Sunday 9 June 2013

Kitchen Garden Paths

Long planned, but never accomplished: since building the vegetable and fruit beds (during 2010, with the last vegetable bed completed March 2011), the paths have been left as grass. The buttercups, dandelions, and grass growing along them have made the paths difficult during the late summer, and the mud has been awful when it's wet (which is, frankly, often).

We quite quickly established that we needed to put down weed-suppressant membrane and chippings, in order to help with both of these problems—and then promptly spent two years bemoaning not getting round to it.

I said, last August, that we hoped to get round to the paths, intending at the time to get it done during our usually productive autumn phase of work, which didn't happen (I think the wood shelter and hillside intervened, probably reasonably).

But lo! We've got it done. Taking advantage of the warm and dry weather, we decided we had to get it done before it got wet (it'd be a horribly muddy job, if the ground's sodden, à la the hillside trenches). I bought a mattock head for the pick-axe a couple of weeks ago, hoping that it would make this sort of work easier, and it's worked really well for cutting the banked sides of the paths off, so that the ground's more level.

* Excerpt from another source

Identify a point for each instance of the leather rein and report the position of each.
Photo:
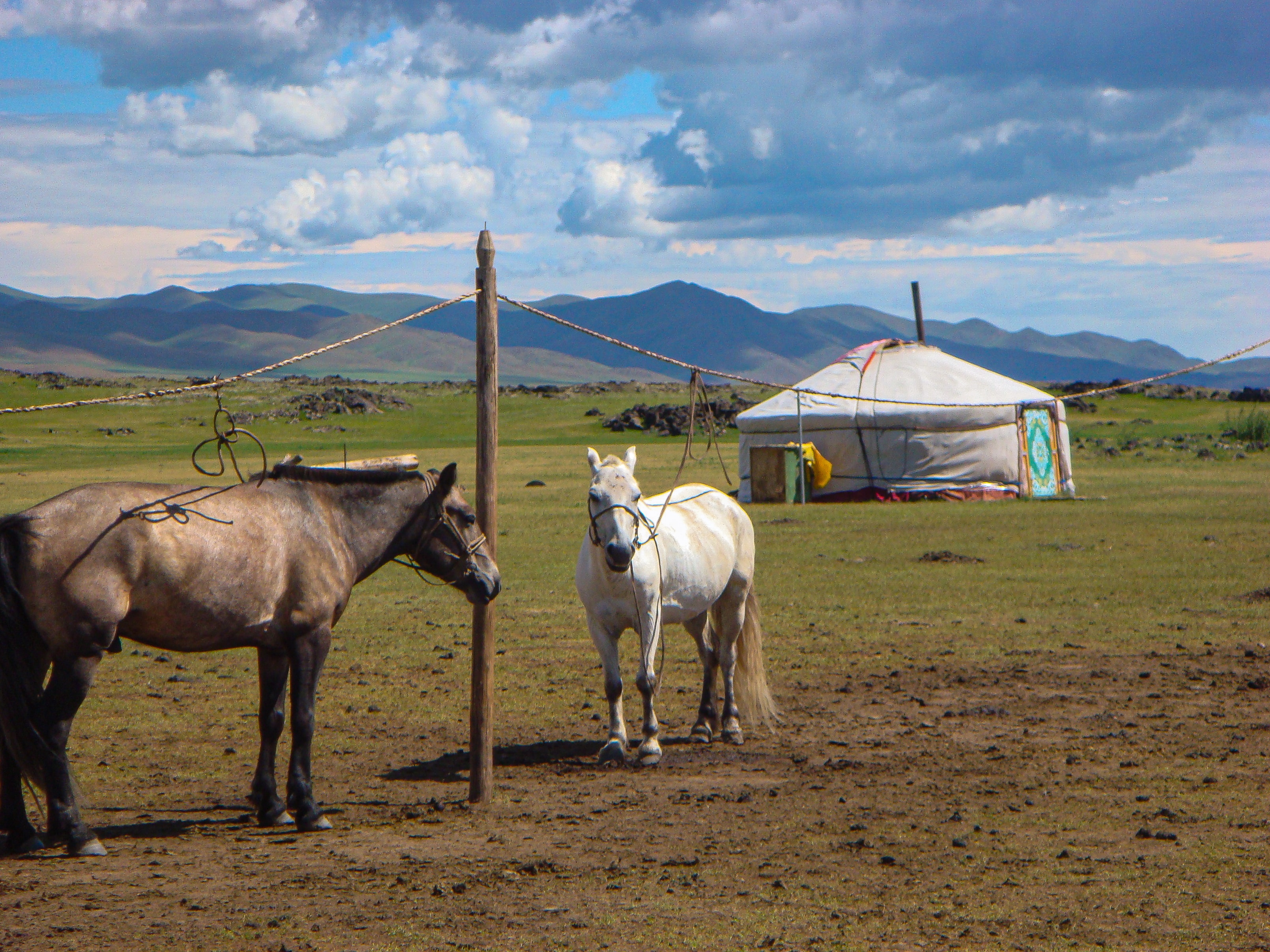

It's incredible how much soil has built up against the raised beds, which must have furrowed out from the path centre (where the wheelbarrow tracks, I suppose).

The paths cleared, we then worked along wedging woven weed suppressing fabric along all the paths (we ran out of woven stuff with the two shortest paths left (between the bottom raspberry bed and the two beds to either side), but they're the lowest-traffic paths (hence leaving them 'til last, as I knew we weren't flush with membrane!). They've been done with the slightly less tough non-woven fabric (which I used under the woodshelter), which I think will cope with the low wear, though I wanted the polypropylene woven material for the main tracks.

We probably don't have enough chippings to cover the paths, but that's 'easily' sorted, as we can order a truckload as soon as the drive's clear.

That was the other part of the weekend's work, splitting a couple of tons of wood. The driveway is, therefore, rather more clear.

Lastly, we planted a delphinium (picked up cheap last week while buying the border tools), astrantia, aquilegia, and three schizostylis that we bought earlier in the year. They've all been in pots, but there were clear spaces in the long border, so in they went. The border tools have proved useful!

In other news: on Friday I started a batch of 'Harvest Mild' beer and chardonnay, both from kits. They both claim to only take a few weeks, which is, I suppose, plausible if it stays warm.